Нам было весело, мы балагурили — все развлечение под водой. Обычно уходишь в это холодное безмолвие и остаешься один на один со стихией, с опасностями, что подстерегают водолаза в любой момент, а тут — живая душа объявилась! И мы к Парамону относились с сочувствием, как к равному. Любили его.
— Надо его подкормить! — спохватились мы. — А то он с голодухи икру полопает. У них это запросто.
— Крупы посыпать с борта, каши там, перловки, — советовали.
— Куда! — возражали. — Там на кашу много оглоедов найдется. Ему и крупинки не достанется. Он же не отплывет от икры. Надо ему персональный ресторан устроить. «Дары природы».
Каждый раз, спускаясь под воду, водолазы наведывались к Парамону: как он там, горемычный, жив-здоров, цела ли икра?
—Опять к Парамону пошел! — злился мичман и кричал в телефон: — Иди туннель промывать! Отправился на экскурсию!

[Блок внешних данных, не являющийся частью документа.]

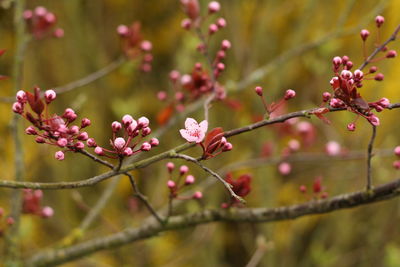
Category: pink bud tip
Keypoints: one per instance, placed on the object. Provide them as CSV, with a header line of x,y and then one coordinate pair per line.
x,y
397,150
98,150
225,45
221,23
189,179
154,142
119,143
183,169
379,20
303,188
351,127
59,155
258,90
364,34
171,184
289,94
213,7
31,130
145,146
116,126
47,212
128,151
170,166
91,142
123,30
186,24
58,33
284,168
198,195
391,54
85,122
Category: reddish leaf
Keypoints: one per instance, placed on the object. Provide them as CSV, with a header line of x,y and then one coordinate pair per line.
x,y
164,115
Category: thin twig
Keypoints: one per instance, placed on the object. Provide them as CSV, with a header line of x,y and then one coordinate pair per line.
x,y
370,155
227,185
143,198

Мы тогда промывали туннель под баржой, затопленной в самом конце войны, — она мешала судоходству в губе, и ее надо было поднять.
Пинагор от икры не отплывал ни на минуту. По-моему, он чувствовал, что мы — просто зеваки, обиду ему не несем, но все-таки посматривал на нас с опаской. Мы подкармливали его рисом. Насыпали горсть крупы в пустую консервную банку, прикрывали крышкой и шли угощать горемычного и преданного папашу. На грунте банку раскрывали и подставляли ему под нос. Рис всплывал легким белым облачком от движения воды. Пинагор шлепал губами и втягивал в себя зерна. Забавно было видеть, как зернышки плывут ему в рот, одно за другим, цепочкой. Не сходя с места, Парамон высасывал всю банку. И нам казалось, что от сытости у него на морде появляется довольное выражение, что-то вроде улыбки, и глаз веселеет.

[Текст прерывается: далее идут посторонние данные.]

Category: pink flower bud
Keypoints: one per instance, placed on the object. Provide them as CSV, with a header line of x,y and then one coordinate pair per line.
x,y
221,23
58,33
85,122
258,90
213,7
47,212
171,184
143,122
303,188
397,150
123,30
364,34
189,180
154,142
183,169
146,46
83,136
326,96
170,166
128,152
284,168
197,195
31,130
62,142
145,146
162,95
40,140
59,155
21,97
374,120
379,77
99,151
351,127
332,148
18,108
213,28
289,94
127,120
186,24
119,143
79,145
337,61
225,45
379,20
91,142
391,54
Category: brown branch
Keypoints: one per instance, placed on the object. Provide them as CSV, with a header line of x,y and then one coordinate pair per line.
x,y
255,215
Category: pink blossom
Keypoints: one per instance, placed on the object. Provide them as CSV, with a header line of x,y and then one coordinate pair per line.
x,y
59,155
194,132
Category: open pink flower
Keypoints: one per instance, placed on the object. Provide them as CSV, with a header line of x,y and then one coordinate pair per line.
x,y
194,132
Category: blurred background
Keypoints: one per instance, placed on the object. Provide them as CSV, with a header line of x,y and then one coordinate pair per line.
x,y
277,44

Но однажды я встретился с его-взглядом — и понял: он наблюдает за мной осознанно! Меня как громом поразило. Во взгляде рыбы сквозила такая глубина веков, такая древность, такое запредельное время, когда, может, и человека-то на земле не было, а пинагоры уже водились, такой многомиллионнолетний опыт, что мне стало не по себе, охватило какое-то мистическое чувство.

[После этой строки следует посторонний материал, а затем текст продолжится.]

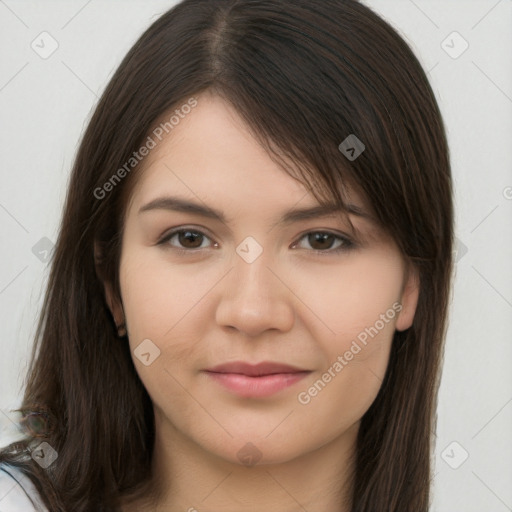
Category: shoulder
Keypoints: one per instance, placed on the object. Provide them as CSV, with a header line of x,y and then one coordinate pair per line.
x,y
17,492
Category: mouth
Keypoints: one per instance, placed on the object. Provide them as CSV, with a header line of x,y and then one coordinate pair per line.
x,y
255,381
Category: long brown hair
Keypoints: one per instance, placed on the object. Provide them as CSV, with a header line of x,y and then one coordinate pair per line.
x,y
304,75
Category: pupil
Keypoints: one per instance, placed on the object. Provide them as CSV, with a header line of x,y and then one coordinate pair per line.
x,y
189,236
321,238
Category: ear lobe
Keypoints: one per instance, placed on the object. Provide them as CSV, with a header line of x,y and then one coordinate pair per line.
x,y
409,300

Вот мы говорим: «Рыбья кровь» — то есть холодная, инертная, вроде бы неживая. Говорим: «Рыбий глаз» — то есть ничего не выражающий, пустой, бессмысленный. Но взгляд Парамона был именно осмыслен — и это меня напугало. Я прикоснулся к чему-то непонятному, необъяснимому, недоступному разуму и потому — пугающему.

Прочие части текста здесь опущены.